Flashback: Pelosi Responds with 'Are You Serious?' to Question about ObamaCare's Constitutionality

March 26th, 2012 3:40 PM

When Nancy Pelosi was asked in a 2009 press conference about where in the Constitution Congress has the authority to order Americans to buy health insurance, she responded: “Are you serious?” That week, none of the Big Three (ABC, CBS, NBC) network news programs deemed Pelosi’s ludicrous response to the question from CNSNews.com worthy of coverage. The news blackout of the then House Speaker’s response isn’t surprising, given that the liberal news media, as documented in this recent MRC compilation, pushed at every point in the debate process for ObamaCare.

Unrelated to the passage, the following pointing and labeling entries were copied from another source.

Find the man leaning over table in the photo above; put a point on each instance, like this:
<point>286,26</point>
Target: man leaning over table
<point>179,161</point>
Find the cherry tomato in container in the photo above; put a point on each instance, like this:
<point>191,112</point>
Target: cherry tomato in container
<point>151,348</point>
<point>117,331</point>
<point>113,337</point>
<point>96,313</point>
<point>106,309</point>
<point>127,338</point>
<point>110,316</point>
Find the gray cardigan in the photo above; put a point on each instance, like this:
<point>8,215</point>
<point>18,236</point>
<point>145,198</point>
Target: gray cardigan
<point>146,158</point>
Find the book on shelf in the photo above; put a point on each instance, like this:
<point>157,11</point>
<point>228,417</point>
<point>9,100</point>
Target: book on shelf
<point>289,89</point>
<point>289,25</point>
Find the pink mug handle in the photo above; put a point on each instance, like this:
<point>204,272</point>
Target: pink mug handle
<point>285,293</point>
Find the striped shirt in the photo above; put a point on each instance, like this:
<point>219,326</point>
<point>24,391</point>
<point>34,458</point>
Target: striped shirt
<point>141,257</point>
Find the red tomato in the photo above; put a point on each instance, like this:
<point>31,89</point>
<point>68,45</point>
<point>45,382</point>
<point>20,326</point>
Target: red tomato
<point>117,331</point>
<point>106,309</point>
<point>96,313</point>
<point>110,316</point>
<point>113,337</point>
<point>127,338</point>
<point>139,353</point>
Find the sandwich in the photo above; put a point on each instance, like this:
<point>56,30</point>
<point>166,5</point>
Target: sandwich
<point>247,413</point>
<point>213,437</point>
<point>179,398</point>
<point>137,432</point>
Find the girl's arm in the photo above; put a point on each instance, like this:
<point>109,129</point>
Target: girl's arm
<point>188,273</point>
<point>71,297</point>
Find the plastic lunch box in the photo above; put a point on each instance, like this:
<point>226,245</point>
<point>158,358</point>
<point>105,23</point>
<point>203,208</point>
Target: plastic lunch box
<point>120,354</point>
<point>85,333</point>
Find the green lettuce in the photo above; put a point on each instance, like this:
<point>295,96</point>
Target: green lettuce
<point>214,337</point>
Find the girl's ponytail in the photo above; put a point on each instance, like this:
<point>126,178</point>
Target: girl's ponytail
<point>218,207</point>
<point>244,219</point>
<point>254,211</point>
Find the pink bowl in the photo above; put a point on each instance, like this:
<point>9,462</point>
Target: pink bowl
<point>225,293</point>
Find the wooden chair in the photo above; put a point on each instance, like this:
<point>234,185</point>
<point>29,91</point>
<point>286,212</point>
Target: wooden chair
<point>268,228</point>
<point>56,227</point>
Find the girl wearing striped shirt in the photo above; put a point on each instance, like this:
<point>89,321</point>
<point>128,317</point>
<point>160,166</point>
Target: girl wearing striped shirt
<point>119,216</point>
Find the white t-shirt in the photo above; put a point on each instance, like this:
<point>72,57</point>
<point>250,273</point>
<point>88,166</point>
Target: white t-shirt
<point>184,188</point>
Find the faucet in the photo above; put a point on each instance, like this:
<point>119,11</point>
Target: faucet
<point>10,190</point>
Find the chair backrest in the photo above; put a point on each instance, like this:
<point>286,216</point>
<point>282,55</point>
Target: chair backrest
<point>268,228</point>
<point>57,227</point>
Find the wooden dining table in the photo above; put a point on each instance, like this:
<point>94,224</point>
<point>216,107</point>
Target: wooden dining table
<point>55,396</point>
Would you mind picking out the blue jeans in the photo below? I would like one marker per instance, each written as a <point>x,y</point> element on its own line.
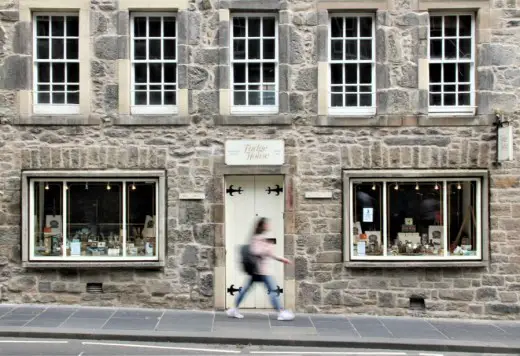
<point>269,283</point>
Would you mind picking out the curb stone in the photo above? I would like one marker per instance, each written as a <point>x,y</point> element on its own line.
<point>272,340</point>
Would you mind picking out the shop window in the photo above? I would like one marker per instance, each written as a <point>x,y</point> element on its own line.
<point>254,64</point>
<point>93,219</point>
<point>452,63</point>
<point>154,63</point>
<point>56,63</point>
<point>352,65</point>
<point>415,218</point>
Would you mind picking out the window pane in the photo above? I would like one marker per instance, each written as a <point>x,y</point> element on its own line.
<point>94,219</point>
<point>154,27</point>
<point>44,75</point>
<point>450,26</point>
<point>462,224</point>
<point>268,69</point>
<point>169,49</point>
<point>351,73</point>
<point>155,73</point>
<point>336,49</point>
<point>73,72</point>
<point>239,49</point>
<point>254,98</point>
<point>42,26</point>
<point>239,98</point>
<point>253,52</point>
<point>351,27</point>
<point>170,73</point>
<point>239,73</point>
<point>435,73</point>
<point>58,26</point>
<point>72,49</point>
<point>140,98</point>
<point>48,219</point>
<point>435,26</point>
<point>367,217</point>
<point>140,49</point>
<point>269,49</point>
<point>58,72</point>
<point>464,25</point>
<point>239,27</point>
<point>351,50</point>
<point>154,49</point>
<point>42,50</point>
<point>57,49</point>
<point>465,48</point>
<point>141,213</point>
<point>169,27</point>
<point>336,27</point>
<point>365,24</point>
<point>336,73</point>
<point>365,73</point>
<point>72,26</point>
<point>450,71</point>
<point>140,27</point>
<point>269,27</point>
<point>253,27</point>
<point>450,48</point>
<point>366,49</point>
<point>170,98</point>
<point>435,48</point>
<point>414,222</point>
<point>254,73</point>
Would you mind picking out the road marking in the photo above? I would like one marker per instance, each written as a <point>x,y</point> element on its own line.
<point>160,347</point>
<point>339,353</point>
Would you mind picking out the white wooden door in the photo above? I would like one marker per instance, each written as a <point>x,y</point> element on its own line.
<point>249,198</point>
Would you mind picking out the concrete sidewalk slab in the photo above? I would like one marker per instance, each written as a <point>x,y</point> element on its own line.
<point>311,330</point>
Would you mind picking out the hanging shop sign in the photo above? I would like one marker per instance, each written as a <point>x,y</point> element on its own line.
<point>254,152</point>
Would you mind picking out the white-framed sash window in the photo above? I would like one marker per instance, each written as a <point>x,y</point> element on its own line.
<point>352,64</point>
<point>56,63</point>
<point>153,48</point>
<point>452,63</point>
<point>254,63</point>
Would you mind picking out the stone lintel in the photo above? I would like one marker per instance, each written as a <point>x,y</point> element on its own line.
<point>152,120</point>
<point>252,120</point>
<point>264,5</point>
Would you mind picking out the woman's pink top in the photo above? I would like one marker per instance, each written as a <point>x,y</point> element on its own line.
<point>261,247</point>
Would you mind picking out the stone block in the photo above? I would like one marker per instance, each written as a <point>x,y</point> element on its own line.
<point>16,72</point>
<point>22,38</point>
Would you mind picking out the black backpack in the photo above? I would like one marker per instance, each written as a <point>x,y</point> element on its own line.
<point>249,261</point>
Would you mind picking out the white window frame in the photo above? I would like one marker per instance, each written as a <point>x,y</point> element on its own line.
<point>402,176</point>
<point>455,110</point>
<point>154,109</point>
<point>29,178</point>
<point>54,109</point>
<point>352,110</point>
<point>254,109</point>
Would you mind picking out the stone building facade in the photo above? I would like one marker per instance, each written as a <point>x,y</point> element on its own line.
<point>321,149</point>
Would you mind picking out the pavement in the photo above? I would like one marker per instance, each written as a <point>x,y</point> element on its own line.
<point>259,328</point>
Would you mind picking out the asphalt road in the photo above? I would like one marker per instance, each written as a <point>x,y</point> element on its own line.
<point>47,347</point>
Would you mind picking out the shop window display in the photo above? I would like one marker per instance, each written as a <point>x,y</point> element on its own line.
<point>92,219</point>
<point>415,219</point>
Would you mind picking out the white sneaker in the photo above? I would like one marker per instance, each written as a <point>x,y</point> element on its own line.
<point>233,313</point>
<point>286,315</point>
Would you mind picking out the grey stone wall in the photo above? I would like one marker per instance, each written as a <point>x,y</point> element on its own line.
<point>316,155</point>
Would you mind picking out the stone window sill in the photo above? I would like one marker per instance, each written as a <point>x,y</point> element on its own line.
<point>95,264</point>
<point>61,120</point>
<point>254,120</point>
<point>416,264</point>
<point>153,120</point>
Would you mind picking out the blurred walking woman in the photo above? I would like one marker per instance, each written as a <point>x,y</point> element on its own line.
<point>263,249</point>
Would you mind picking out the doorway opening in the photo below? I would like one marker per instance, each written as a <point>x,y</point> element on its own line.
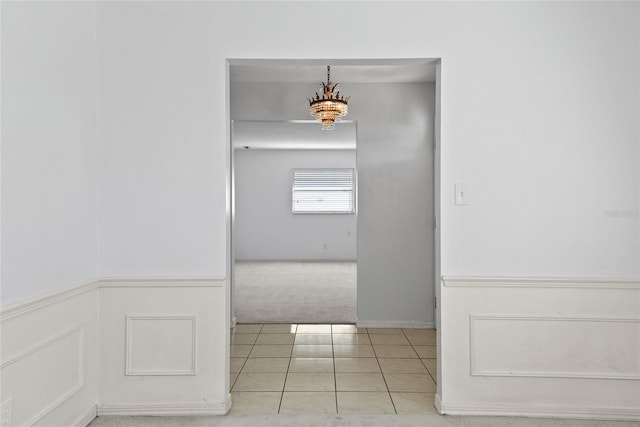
<point>295,219</point>
<point>396,106</point>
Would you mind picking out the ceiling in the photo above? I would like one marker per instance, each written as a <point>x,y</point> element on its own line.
<point>342,71</point>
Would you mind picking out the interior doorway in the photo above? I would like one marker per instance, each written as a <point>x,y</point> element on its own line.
<point>295,222</point>
<point>396,105</point>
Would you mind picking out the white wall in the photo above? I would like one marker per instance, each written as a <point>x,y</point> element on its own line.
<point>265,228</point>
<point>49,345</point>
<point>539,116</point>
<point>49,148</point>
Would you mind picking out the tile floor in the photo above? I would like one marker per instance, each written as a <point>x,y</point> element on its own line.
<point>332,369</point>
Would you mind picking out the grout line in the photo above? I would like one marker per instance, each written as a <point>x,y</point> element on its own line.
<point>382,373</point>
<point>245,359</point>
<point>335,378</point>
<point>286,375</point>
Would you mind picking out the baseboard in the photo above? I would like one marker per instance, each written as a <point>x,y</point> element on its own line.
<point>506,410</point>
<point>541,282</point>
<point>407,324</point>
<point>90,416</point>
<point>166,409</point>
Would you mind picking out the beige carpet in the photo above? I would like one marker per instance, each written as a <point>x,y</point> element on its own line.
<point>295,292</point>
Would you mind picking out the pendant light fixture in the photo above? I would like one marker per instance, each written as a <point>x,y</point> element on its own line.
<point>329,107</point>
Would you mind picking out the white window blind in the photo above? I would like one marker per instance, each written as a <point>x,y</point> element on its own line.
<point>324,191</point>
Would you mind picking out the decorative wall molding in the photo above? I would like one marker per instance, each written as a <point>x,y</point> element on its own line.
<point>473,363</point>
<point>79,384</point>
<point>530,410</point>
<point>541,282</point>
<point>160,282</point>
<point>394,324</point>
<point>164,409</point>
<point>129,345</point>
<point>105,282</point>
<point>44,300</point>
<point>88,417</point>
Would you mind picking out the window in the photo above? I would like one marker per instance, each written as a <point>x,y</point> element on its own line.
<point>323,191</point>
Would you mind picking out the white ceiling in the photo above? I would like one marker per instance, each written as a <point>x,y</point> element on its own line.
<point>292,135</point>
<point>314,71</point>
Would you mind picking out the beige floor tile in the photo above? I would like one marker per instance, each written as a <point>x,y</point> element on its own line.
<point>357,364</point>
<point>312,351</point>
<point>254,403</point>
<point>431,365</point>
<point>373,331</point>
<point>310,381</point>
<point>244,338</point>
<point>402,366</point>
<point>247,328</point>
<point>426,351</point>
<point>266,364</point>
<point>236,364</point>
<point>364,403</point>
<point>359,382</point>
<point>421,340</point>
<point>311,364</point>
<point>414,403</point>
<point>410,382</point>
<point>353,351</point>
<point>253,381</point>
<point>240,350</point>
<point>279,328</point>
<point>275,339</point>
<point>388,339</point>
<point>395,351</point>
<point>420,332</point>
<point>308,402</point>
<point>347,329</point>
<point>315,339</point>
<point>271,350</point>
<point>314,329</point>
<point>351,339</point>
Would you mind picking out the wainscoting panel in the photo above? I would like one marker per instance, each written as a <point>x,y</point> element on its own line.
<point>154,335</point>
<point>161,345</point>
<point>548,347</point>
<point>59,360</point>
<point>49,358</point>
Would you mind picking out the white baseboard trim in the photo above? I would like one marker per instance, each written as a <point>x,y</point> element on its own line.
<point>166,409</point>
<point>90,416</point>
<point>407,324</point>
<point>497,409</point>
<point>541,282</point>
<point>161,282</point>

The following are the relevant portions from CNSNews.com’s Matt Cover’s October 22, 2009 article about Pelosi curtly dismissing the Constitution’s relevance to ObamaCare:


When CNSNews.com asked House Speaker Nancy Pelosi (D-Calif.) on Thursday where the Constitution authorized Congress to order Americans to buy health insurance--a mandate included in both the House and Senate versions of the health care bill--Pelosi dismissed the question by saying: “Are you serious? Are you serious?”
 
Pelosi’s press secretary later responded to written follow-up questions from CNSNews.com by emailing CNSNews.com a press release on the “Constitutionality of Health Insurance Reform,” that argues that Congress derives the authority to mandate that people purchase health insurance from its constitutional power to regulate interstate commerce.

The exchange with Speaker Pelosi on Thursday occurred as follows:



CNSNews.com: “Madam Speaker, where specifically does the Constitution grant Congress the authority to enact an individual health insurance mandate?

Pelosi: “Are you serious? Are you serious?"

CNSNews.com: “Yes, yes I am."

Pelosi then shook her head before taking a question from another reporter. Her press spokesman, Nadeam Elshami, then told CNSNews.com that asking the speaker of the House where the Constitution authorized Congress to mandated that individual Americans buy health insurance as not a "serious question."
 
“You can put this on the record,” said Elshami. “That is not a serious question. That is not a serious question.”